Bir uzun hikaye; onun hikayesi  (Onbirinci bölüm- devam edecek)
 

O çocuk


    Asker arkadaşının karısı dışarı çıkınca kadın da arkasından çıktı. Asker arkadaşının karısı “Gardeş sen otur. Ben size yiyecek bi şeyler hazırlecen.” dedi. Kadın “Ne nüzumu varıdı?” dedi. Sonra “Ozman ben de sene yardım eden, içerde sıkılırın” deyince asker arkadaşının karısı “Eyi ozman, sen şu sofra bezini ser gel, ben de ziniyi hazırleyen.” dedi.
    Bu şekilde iki kadın sofrayı hazırladı. Ev sahibi kadın hemen sabahtan pişirdiği tarhana çorbasını ısıtmak için ocağa koydu. Gaz ocağını yaktı. Üstüne bir tava koydu. İçine yağ döküp, yumurta kırdı. Onu pişirdi. Onları sininin üzerine koydu. Bir çanağın içine pekmez koydu. İçinde peynir ve zeytin olan çanakları da koydu. Misafir kadının serdiği sofra bezinin üstüne koyduğu nihalenin üstüne siniyi koydu. Misafir kadın da elinde kaşıklarla geldi. Sonra gitti, su testisini ve bir su bardağını getirdi. Ev sahibi kadın, içinde yufka ekmek ve ot ekmeği olan bir bez paket getirip sofranın kenarına koydu. İçinden çıkardığı yufka ve ot ekmeklerini herkesi önüne gelecek şekilde koydular.
    Asker arkadaşı adama ve kadınlara “Hadin buyurun.” deyip sofra bezinin altına sokuldu. Diğerleri de aynı şeyi yaptı. Birlikte iştahla yemeğe başladılar.

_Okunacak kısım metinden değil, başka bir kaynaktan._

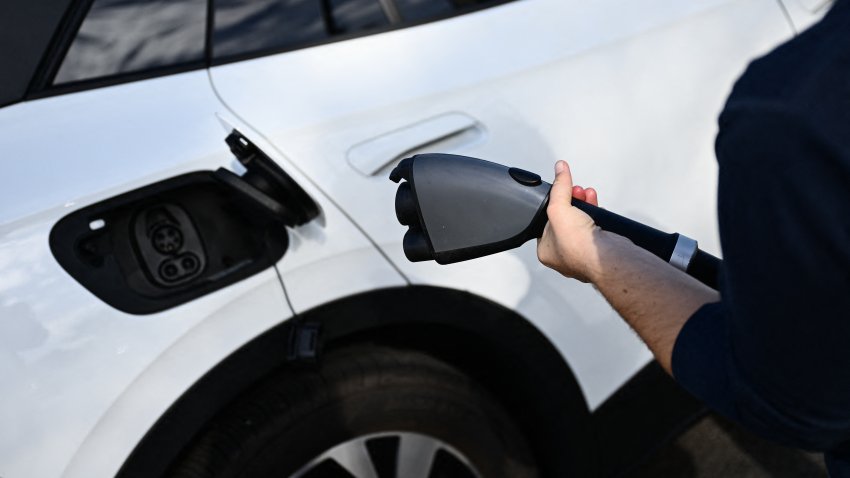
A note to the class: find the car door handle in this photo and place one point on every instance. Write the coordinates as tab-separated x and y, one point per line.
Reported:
371	156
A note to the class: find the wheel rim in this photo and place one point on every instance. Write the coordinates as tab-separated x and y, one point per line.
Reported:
390	455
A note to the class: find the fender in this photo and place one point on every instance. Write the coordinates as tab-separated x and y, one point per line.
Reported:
494	345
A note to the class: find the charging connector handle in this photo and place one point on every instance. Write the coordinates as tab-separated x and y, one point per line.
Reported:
679	250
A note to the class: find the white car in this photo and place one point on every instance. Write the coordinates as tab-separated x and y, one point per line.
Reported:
172	304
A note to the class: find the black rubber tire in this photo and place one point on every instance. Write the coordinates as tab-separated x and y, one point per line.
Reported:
296	415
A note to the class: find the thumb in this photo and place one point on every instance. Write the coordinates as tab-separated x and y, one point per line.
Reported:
561	193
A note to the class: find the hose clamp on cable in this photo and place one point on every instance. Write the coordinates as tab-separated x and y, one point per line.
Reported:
683	253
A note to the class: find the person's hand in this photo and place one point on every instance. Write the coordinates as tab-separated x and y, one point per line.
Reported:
568	244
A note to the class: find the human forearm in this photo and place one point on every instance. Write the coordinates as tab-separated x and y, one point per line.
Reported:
655	298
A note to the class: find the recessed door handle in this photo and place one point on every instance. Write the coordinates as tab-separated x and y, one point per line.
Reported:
370	157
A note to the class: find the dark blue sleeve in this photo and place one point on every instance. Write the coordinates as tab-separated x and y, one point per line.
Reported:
700	357
773	354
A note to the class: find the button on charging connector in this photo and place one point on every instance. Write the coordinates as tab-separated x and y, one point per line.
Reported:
526	178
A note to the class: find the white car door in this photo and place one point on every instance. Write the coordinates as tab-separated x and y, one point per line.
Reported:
627	91
804	13
85	372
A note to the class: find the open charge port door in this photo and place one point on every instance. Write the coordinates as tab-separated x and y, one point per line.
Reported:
173	241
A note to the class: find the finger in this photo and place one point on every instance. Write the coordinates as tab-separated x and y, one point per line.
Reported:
578	193
562	188
592	196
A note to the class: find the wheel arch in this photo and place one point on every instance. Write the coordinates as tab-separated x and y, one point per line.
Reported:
496	346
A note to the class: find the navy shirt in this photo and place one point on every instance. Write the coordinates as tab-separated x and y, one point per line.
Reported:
774	354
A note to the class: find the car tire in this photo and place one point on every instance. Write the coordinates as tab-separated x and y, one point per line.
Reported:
391	408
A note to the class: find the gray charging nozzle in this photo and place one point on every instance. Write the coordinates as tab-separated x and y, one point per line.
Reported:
459	208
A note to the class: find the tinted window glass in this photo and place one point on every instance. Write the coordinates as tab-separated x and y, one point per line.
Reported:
418	10
253	26
126	36
249	26
413	10
357	15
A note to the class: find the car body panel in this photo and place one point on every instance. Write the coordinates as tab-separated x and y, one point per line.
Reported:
81	377
544	80
805	13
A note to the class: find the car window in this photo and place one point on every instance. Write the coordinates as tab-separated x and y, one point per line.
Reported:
419	10
349	16
130	36
251	27
254	26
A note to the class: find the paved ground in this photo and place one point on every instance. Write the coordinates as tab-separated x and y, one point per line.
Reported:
714	447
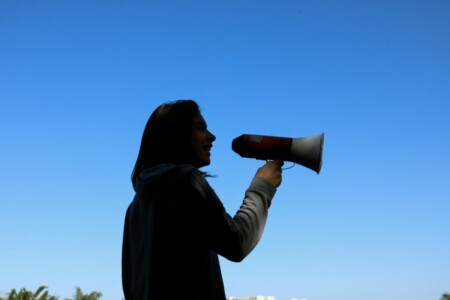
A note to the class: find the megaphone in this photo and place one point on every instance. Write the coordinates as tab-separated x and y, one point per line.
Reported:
306	151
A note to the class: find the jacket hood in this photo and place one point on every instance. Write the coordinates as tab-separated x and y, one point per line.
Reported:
159	176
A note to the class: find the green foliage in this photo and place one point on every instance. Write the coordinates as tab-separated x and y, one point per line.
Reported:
24	294
42	294
91	296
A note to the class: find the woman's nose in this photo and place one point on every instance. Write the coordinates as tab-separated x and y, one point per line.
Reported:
211	137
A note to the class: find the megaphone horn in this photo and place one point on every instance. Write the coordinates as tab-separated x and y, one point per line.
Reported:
306	151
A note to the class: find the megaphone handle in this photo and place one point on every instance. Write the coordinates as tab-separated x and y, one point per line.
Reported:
293	164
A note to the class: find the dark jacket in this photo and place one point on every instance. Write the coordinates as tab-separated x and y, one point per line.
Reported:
174	229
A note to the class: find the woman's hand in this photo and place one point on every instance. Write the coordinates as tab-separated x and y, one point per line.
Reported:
271	172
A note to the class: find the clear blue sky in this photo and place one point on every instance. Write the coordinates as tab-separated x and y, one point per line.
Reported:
78	80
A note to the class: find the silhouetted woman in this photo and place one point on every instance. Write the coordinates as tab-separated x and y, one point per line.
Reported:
176	226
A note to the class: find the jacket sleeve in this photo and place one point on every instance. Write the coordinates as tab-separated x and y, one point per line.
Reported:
232	237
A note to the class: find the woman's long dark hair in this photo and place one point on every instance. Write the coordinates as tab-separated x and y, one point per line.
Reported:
167	136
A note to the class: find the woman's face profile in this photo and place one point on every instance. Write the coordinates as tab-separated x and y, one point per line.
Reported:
201	142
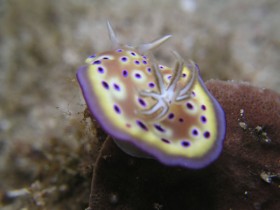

    Bu sırada asker arkadaşı ve adam gülüşerek sohbete devam ederken iki kadın ortadaki çanaktan sessizce çorbalarını içiyordu.
    Adam dünden beri yaşadıklarını, tanıdığı insanları, pazarcıyı, Hasan Emmi’yi, Emine Yengeyi, sümük gibi bıyıklı müdürü, pompacıyı, kamyoncuyu hep anlattı. Kamyoncuyla muhabbete dalınca köy yolunu geçtiklerini gülerek anlattı.
    Bunları anlatırken çok dillenmiş ve keyifliydi. Kadın kocasının bu konuşkanlığına şaşıp kalmış, hayretle kocasını dinlerken bir yandan da kocasının asker arkadaşını, karısını belli etmeden inceliyordu. Çünkü ilk kez köyde gördüğü insanlardan başka birileriyle karşılaşıyordu.
    Asker arkadaşı zayıfça yüzlü, gözleri elaya kaçan, dalgalı saçlı bir adamdı. Güleç, sıcak, güven veren bir yüzü vardı.
    Karısı aynı köydeki kadınlar gibi ama anaç bir kadındı. Orta yaşlı, esmer güzeliydi. Ona çok sıcak davranmıştı. “Oğlana söyleyin, gelsin gitsin. Benim oğlan da okula yeni başladı, onunla tanışsınlar.” derken bunları laf olsun diye değil yürekten söylediği belliydi. Kadına da “Sen de her zaman gel. Çocuğu alıp gelirsin. İcabında burda galıverisiniz.” derken de çok samimiydi.
    Adam ve asker arkadaşı kendi aralarında sohbet ederken kadınların anlaşmasına da çok memnun olmuşlardı.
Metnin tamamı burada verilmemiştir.